In the research developed by Daniel et al., the proposed design of the new Unet is building a new dataset, namely Mitral Regurgitation, consisting of:

Designing a CNN model for segmentation of Mitral Regurgitation heart valve disease with high Accuracy
Developed CNN-based U-Net3 architecture for segmentation of Mitral Valve disease and normal valve condition
Validating U-Net3 model with six other architectures using pixel accuracy, intersection over union, mean accuracy, precision, recall, and dice coefficient

Section 2 of this paper consists of patients with mitral regurgitation disease and normal patients. The focus of this paper is to make a segmentation from proposed datasets using labeled images. In Table 1 we describe details amount of filtered frame from each video.

In Table 2 we describe the details amount of data for training and testing, and unseen data.

In Table 3, we also describe parameters for the various CNN Architecture.

In Table 4 we describe details of the architecture of U-Net.

The performance assessment was conducted on pixel accuracy, intersection over union, and dice coefficient values and also compared the proposed architecture, U-Net3, with six other architectures, namely SegNet, Resnet, U-Net, U-Net2, and V-Net, which can be seen in Table 5.

In Table 6 showing performance measurement with unseen data. From the results of this study, it can be concluded that the U-Net3 architecture has a fairly effective and best performance among other comparison architectures.

2. Materials and Methods

The Mitral Regurgitation Valve Segmentation process begins with the collection of a dataset of mitral regurgitation valve disease and normal heart valves, where the data collected are in the form of color Doppler echocardiogram videos obtained from patients suspected of having heart valve abnormalities. Furthermore, from the videos, data preparation is carried out by breaking the videos into a collection of images. The annotation process is carried out on each image to produce a ground truth. After all the images are annotated, the segmentation and prediction process is carried out.

2.1. Data Acquisition

In this research, a private dataset was built. The dataset was built by taking video echocardiography recording data consisting of mitral valve heart disease, regurgitation, and normal hearts, in the form of a four-chamber display in video format in the form of *.avi. Video data retrieval was taken from the Mohammad Hoesin Hospital in Palembang for the period of December 2019 to December 2021 using Transthoracic Echocardiogram (TTE) [2].

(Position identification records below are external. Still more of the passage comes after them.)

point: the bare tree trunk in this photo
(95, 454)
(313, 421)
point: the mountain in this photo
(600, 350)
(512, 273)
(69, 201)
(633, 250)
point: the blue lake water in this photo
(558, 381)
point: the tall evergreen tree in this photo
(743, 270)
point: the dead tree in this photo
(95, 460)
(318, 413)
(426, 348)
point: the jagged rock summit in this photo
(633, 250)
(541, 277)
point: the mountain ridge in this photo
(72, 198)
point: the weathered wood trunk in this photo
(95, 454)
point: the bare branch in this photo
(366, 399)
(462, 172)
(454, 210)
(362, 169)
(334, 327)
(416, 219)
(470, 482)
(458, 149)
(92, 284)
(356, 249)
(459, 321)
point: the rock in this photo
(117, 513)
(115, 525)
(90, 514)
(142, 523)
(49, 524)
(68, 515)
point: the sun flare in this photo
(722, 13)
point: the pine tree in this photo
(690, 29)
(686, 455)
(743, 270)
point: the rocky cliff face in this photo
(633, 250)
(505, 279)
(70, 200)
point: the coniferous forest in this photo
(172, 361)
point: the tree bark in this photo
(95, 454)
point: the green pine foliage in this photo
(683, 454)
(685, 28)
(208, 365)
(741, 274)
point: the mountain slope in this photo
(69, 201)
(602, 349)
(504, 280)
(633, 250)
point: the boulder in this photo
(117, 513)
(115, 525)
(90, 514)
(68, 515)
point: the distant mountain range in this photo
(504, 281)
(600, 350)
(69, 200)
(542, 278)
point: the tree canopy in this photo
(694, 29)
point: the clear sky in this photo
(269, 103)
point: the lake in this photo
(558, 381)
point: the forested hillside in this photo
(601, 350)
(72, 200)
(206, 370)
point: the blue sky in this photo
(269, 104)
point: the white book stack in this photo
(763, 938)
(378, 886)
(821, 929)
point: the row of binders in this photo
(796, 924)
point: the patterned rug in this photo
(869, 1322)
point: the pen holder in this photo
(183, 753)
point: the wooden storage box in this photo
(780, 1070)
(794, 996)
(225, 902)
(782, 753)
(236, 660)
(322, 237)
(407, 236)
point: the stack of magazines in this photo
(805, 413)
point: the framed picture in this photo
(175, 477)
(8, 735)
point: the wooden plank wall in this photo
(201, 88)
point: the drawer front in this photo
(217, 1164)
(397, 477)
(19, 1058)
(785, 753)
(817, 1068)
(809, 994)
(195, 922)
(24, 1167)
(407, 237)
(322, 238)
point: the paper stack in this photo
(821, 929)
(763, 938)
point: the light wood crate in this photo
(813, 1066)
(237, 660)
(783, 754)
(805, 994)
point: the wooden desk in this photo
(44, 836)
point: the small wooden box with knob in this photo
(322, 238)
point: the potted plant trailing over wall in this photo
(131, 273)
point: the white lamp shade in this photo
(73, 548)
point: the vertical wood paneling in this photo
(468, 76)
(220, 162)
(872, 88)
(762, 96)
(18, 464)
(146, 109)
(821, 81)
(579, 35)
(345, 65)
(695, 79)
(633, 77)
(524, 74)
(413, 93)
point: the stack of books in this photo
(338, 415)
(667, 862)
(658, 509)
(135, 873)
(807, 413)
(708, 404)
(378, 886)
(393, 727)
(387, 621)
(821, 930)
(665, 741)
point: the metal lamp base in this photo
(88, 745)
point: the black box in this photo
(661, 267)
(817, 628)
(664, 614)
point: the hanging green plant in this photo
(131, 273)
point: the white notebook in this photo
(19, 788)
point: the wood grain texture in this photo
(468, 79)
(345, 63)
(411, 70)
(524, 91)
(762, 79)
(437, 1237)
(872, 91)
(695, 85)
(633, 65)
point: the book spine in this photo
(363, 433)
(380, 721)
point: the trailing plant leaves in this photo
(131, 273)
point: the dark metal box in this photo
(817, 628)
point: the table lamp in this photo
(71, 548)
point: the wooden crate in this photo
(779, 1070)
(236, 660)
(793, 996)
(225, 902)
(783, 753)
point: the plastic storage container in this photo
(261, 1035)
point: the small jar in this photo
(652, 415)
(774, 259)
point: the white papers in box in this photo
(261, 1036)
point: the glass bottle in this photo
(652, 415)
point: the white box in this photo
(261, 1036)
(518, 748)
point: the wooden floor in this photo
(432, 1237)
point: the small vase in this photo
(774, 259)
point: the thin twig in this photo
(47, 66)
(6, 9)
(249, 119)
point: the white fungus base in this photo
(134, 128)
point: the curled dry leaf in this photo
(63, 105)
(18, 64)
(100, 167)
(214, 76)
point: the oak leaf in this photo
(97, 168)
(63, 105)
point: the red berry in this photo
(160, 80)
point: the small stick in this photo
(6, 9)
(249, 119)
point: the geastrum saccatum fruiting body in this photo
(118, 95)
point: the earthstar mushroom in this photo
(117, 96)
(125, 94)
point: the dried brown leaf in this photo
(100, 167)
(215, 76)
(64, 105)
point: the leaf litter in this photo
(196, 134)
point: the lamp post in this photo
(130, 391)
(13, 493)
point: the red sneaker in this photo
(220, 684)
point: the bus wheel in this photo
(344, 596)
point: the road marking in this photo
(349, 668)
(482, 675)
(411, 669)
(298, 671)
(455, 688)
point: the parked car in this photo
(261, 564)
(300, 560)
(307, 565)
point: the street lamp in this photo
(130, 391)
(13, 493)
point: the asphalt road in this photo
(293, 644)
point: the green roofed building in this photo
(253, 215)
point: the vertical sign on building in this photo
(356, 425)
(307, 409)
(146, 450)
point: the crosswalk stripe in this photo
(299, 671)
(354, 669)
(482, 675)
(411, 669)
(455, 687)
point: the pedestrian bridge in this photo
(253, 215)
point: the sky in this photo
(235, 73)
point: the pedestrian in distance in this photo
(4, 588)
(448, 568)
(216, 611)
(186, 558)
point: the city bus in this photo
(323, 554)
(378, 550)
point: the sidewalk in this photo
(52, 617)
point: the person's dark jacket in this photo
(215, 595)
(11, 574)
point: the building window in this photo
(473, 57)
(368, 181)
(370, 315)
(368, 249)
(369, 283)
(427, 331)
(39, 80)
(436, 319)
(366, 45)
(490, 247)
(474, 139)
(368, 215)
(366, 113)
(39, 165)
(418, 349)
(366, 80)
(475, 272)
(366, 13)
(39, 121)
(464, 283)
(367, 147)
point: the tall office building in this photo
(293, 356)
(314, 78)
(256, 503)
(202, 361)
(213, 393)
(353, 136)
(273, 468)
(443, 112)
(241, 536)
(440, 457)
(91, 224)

The data collected consisted of 42 patients and 923 images. We only used images of good quality and also frames that showed all parts of the heart. All 21 patients had mitral valve leakage, which resulted in 454 images, and 21 patients had normal hearts, which resulted in 469 images. The total number of frames obtained for the training and testing data used was 777 images. Of the 621 images for training and 156 for testing, they were divided into 37 patients for training and testing, and 6 patients for unseen data. the new data from 6 different patients outside of training and testing produced 146 images. Four patients had mitral valve leakage, which resulted in 90 images, and two patients had normal hearts, which resulted in 56 images.

2.2. Data Pre-Processing

Data preprocessing is a series of steps in the data filtering process. The preprocessing process is shown in Figure 1.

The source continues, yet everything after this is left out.